Ingredientes:

  • 500 g de harina de trigo todo uso
  • 200 g de azúcar blanca
  • 6 huevos L (grandes)
  • 125 ml de agua
  • 50 ml de aceite de girasol
  • 15 g de levadura química o polvos de hornear
  • 1 cucharada de extracto de vainilla
  • 1 pizca de sal
  • 30 g de cacao puro en polvo, sin azúcar
  • Chorrito de agua caliente
  • Mantequilla para engrasar
  • Harina para enharinar
  • Azúcar glas para espolvorear (opcional)

Instrucciones:

  1. Precalentar el horno a 165ºC con calor arriba y abajo, sin ventilador. Engrasar y enharinar el molde.
  2. Separar las claras de las yemas. Montar las claras a punto de nieve con una pizca de sal y la mitad del azúcar. Deben quedar firmes y brillantes.
  3. En otro bowl, batir las yemas con el resto del azúcar hasta que estén pálidas y esponjosas. Añadir el agua, el aceite y la vainilla, y batir de nuevo hasta integrar.
  4. Tamizar la harina y la levadura sobre la mezcla de yemas. Mezclar suavemente.

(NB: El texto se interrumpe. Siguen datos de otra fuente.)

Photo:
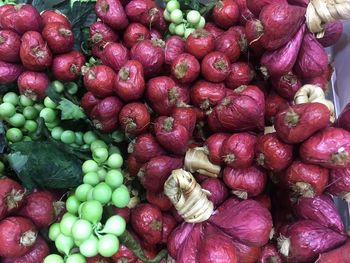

Incorporar las claras montadas poco a poco, con movimientos envolventes.
  5. En un bowl aparte, mezclar el cacao en polvo con un chorrito de agua caliente hasta formar una pasta homogénea y sin grumos. Separar 1/3 de la masa de vainilla y añadir la pasta de chocolate. Mezclar hasta obtener un color uniforme.
  6. Alternar cucharadas de masa de vainilla y masa de chocolate en el molde, creando capas. Con un palito de brocheta, hacer remolinos o figuras caprichosas en la masa para crear el efecto bicolor.
  7. Hornear durante 40 minutos, o hasta que al insertar un palillo en el centro, éste salga limpio.
  8. Desmoldar el bizcocho y dejarlo enfriar completamente sobre una rejilla. Espolvorear con azúcar glas antes de servir.